SREB consultants and Jefferson County Schools leaders worked side by side to examine the district’s policies, practices and systems to understand the district’s comprehensive needs. They identified several key outcomes: improve students’ critical thinking skills at an early age; adequately prepare students for transition periods, including middle grades to high school and high school to college; enroll more students in a college-ready core curriculum; provide a framework for schools to use time in an innovative way that allows teachers to plan together and students to get the extra help they need; and, introduce new kinds of career pathway courses that are intellectually demanding.

What new strategies are Jefferson County Schools implementing to meet these goals?

Previously: High school students completed core classes, including Math, English, Social Studies and Science, plus elective credits required for graduation.

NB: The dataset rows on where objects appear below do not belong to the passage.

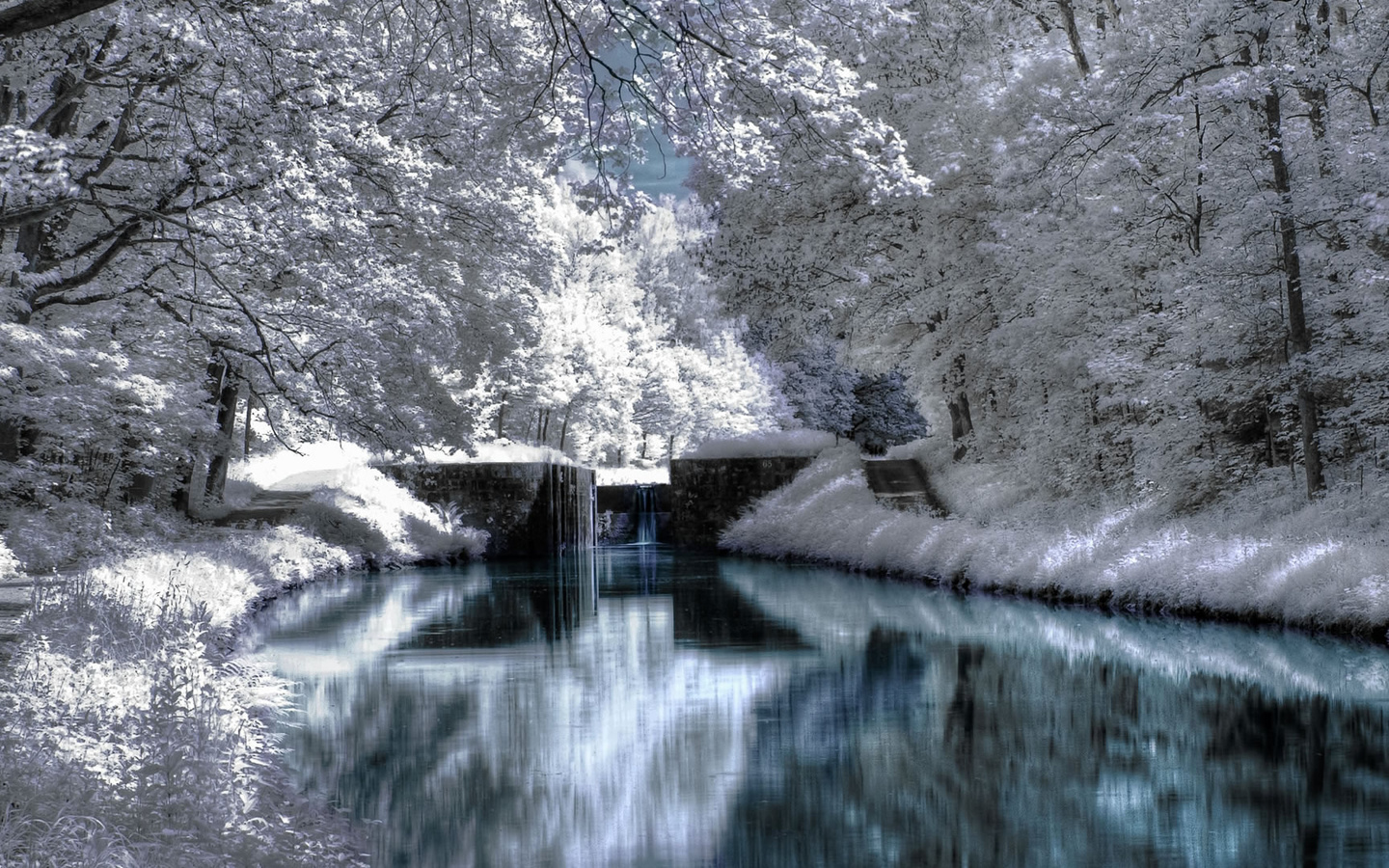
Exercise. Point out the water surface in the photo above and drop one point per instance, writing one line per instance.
(637, 707)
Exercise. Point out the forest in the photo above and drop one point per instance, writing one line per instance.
(1123, 248)
(1129, 258)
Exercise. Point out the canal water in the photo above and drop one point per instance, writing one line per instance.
(638, 707)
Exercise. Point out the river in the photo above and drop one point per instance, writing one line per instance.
(642, 707)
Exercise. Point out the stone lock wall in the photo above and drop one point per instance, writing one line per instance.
(709, 493)
(531, 510)
(617, 513)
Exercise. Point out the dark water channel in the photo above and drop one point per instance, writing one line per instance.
(640, 709)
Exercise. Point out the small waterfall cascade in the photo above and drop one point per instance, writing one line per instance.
(644, 514)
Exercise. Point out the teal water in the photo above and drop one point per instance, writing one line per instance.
(638, 707)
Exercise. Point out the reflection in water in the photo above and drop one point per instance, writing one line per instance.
(634, 707)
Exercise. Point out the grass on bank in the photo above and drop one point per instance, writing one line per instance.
(131, 732)
(1260, 555)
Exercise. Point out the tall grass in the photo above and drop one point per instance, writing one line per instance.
(132, 735)
(1259, 557)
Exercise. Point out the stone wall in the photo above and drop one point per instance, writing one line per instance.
(709, 493)
(531, 510)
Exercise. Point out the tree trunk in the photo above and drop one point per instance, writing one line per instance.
(1299, 337)
(1073, 35)
(226, 392)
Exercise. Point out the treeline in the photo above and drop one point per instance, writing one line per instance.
(1155, 250)
(349, 215)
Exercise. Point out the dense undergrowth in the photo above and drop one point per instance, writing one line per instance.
(131, 731)
(1255, 556)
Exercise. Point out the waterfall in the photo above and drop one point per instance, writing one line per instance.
(644, 514)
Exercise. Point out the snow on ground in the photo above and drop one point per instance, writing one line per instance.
(774, 444)
(1307, 568)
(389, 521)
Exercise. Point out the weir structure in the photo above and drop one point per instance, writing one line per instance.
(528, 508)
(709, 493)
(634, 514)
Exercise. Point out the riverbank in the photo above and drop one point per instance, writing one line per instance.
(1259, 558)
(132, 732)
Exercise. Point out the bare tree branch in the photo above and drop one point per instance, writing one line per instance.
(38, 14)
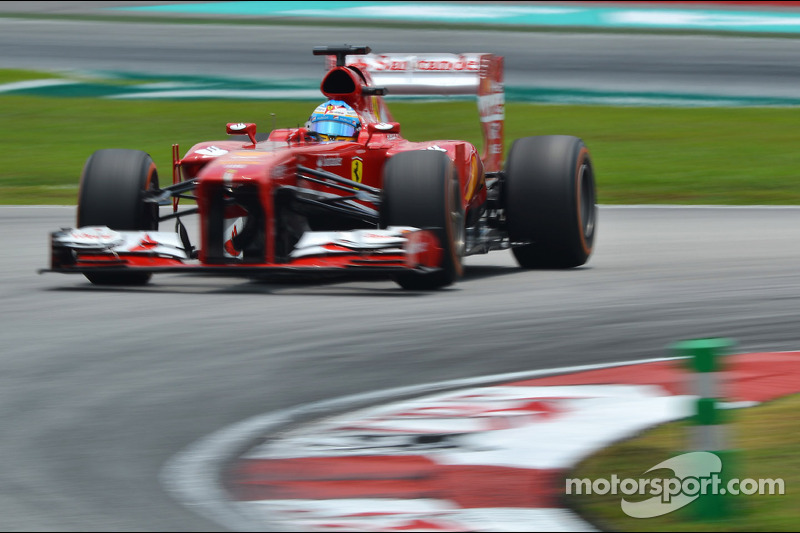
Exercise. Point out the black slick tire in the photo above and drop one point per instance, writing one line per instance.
(421, 189)
(112, 184)
(550, 201)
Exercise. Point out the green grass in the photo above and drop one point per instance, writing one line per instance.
(765, 442)
(642, 155)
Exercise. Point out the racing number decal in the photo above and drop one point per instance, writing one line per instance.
(357, 169)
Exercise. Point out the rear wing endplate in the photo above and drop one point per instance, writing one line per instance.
(446, 74)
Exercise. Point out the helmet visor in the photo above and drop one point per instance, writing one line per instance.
(333, 128)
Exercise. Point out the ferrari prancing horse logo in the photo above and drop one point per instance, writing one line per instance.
(357, 169)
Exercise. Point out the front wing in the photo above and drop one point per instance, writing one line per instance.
(100, 249)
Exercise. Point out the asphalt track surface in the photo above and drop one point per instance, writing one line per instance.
(99, 388)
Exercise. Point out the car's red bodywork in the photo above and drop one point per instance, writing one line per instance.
(291, 203)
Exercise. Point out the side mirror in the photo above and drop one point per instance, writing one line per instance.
(239, 128)
(383, 127)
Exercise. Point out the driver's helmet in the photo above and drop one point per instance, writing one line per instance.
(334, 121)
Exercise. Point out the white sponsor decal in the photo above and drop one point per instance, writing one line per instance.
(211, 151)
(436, 147)
(329, 161)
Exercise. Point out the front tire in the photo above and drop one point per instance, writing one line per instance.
(421, 189)
(550, 201)
(111, 190)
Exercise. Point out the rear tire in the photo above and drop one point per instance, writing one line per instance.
(112, 184)
(550, 200)
(421, 189)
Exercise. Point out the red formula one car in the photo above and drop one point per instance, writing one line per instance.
(345, 194)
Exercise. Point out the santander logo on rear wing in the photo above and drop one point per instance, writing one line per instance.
(446, 74)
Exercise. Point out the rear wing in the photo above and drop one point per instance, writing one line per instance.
(446, 74)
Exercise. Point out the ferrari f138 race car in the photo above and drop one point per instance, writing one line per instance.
(345, 194)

 Now: High schools are organized around career academies, launching pathways in relevant, interesting career areas. Schools use SREB’s Advanced Career curricula to offer academically challenging project-based such as health sciences and computer science. All high school students enter an academy as freshmen and take progressively more advanced courses throughout their high school career. Students can receive career certifications and complete internships, ultimately graduating high school ready to begin an entry-level career in their chosen area.

Previously: Students who were underprepared for college would often go on to take developmental courses in college, spending money on courses that don’t count toward college credits. The district didn’t offer a consistent course option to address college readiness gaps.

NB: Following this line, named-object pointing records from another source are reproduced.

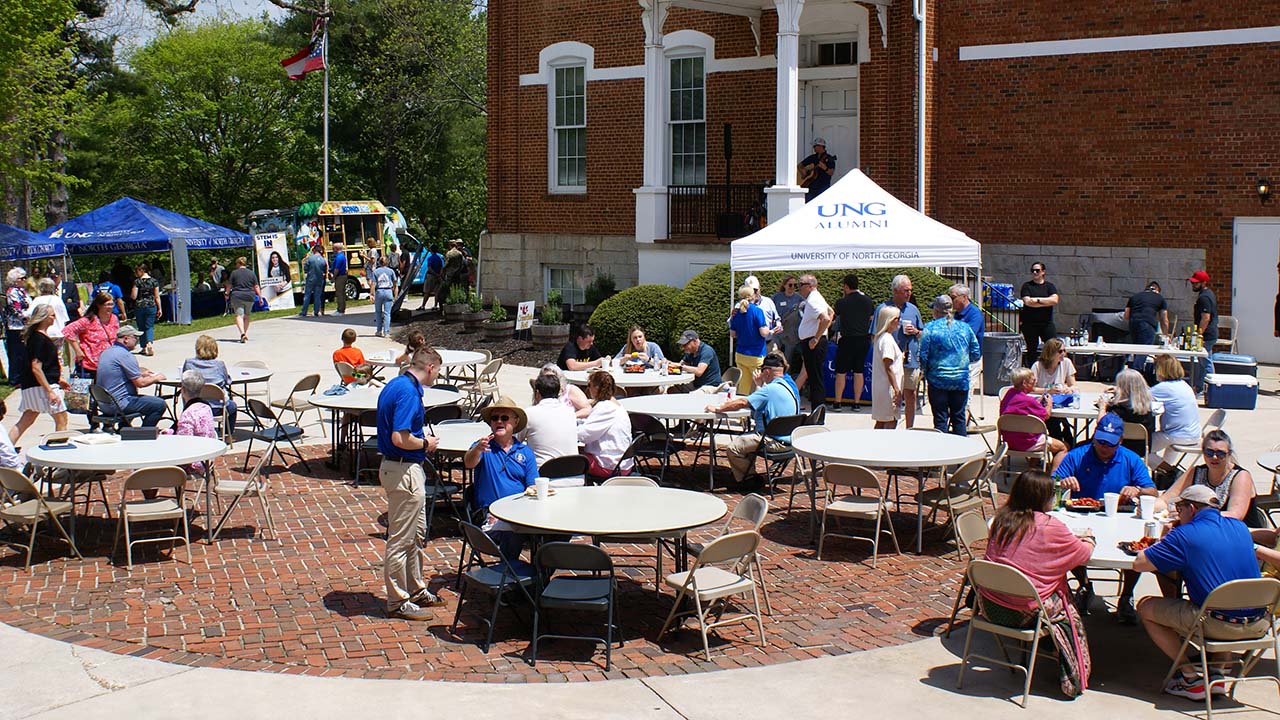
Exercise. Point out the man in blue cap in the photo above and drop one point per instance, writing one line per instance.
(1096, 469)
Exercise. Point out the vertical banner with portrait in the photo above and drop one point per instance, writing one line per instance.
(274, 274)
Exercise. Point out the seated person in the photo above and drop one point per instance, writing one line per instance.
(606, 433)
(1020, 401)
(551, 428)
(1098, 468)
(214, 372)
(1206, 548)
(699, 363)
(348, 352)
(639, 350)
(1232, 484)
(119, 374)
(1025, 537)
(502, 466)
(580, 352)
(773, 397)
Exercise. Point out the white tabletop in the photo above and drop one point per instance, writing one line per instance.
(1107, 532)
(1134, 349)
(680, 406)
(129, 455)
(890, 449)
(365, 397)
(648, 378)
(612, 510)
(237, 373)
(458, 437)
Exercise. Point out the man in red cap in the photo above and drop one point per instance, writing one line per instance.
(1206, 309)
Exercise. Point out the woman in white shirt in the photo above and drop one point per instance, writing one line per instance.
(606, 433)
(886, 370)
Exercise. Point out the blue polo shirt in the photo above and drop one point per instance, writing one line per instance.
(501, 474)
(1208, 551)
(400, 408)
(1096, 477)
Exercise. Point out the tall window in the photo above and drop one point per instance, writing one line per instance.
(570, 127)
(688, 122)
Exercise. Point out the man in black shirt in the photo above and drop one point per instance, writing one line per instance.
(854, 324)
(580, 352)
(1038, 299)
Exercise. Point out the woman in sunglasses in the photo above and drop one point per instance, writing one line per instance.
(1219, 473)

Now: Four high schools have implemented SREB’s Ready for College courses, which specifically address readiness gaps and help students develop learning skills they need to succeed in college.

Previously: Core teachers had limited time to collaborate and plan with their colleagues.

Now: Two schools have redesigned their schedules to give teachers 18 full days of quality planning and collaboration. Teachers learn from each other, look at data, practice instructional strategies and align lessons. While teachers are planning, students receive literacy and math support, career counseling and opportunities to apply what they’ve learned by shadowing at local businesses. Four additional schools will adopt schedule redesigns in the 2017-18 school year.

Previously: Teachers used teacher-centered classroom strategies to teach academic concepts. 

 Now: In professional development and coaching, led by SREB trainers, teachers learn transformative strategies that engage students in more challenging assignments. Lessons are student-centered, and students build reading, comprehension and analytical skills. In math training, teachers are equipped to engage students in a productive struggle that strengthens their reasoning skills and abilities to apply math in real-world problems. 


SREB consultants involve principals and assistant principals in the training so they know what to look for when completing teacher observations.

“Schools won’t get results by tinkering around the edges of what they’ve always done,” said Bottoms. “The districtwide, large-scale change underway in Jefferson County could well be a model for other districts to learn from.”  

What does success look like?

It may take a few years to measure the ultimate success of this work, but early signs show promising results.  

  • Teachers are reporting student academic growth at record paces.
  • Students are earning higher ACT scores after taking college-readiness courses. 
  • Teachers are collaborating more to share best practices and strategies.
  • Administrators are witnessing overall cultural shifts in their school buildings.

“When we can get it right at the district level, we give teachers the tools they need to do their jobs better,” said Bottoms, “and they in turn can equip students with the critical thinking skills they need to lead productive lives.”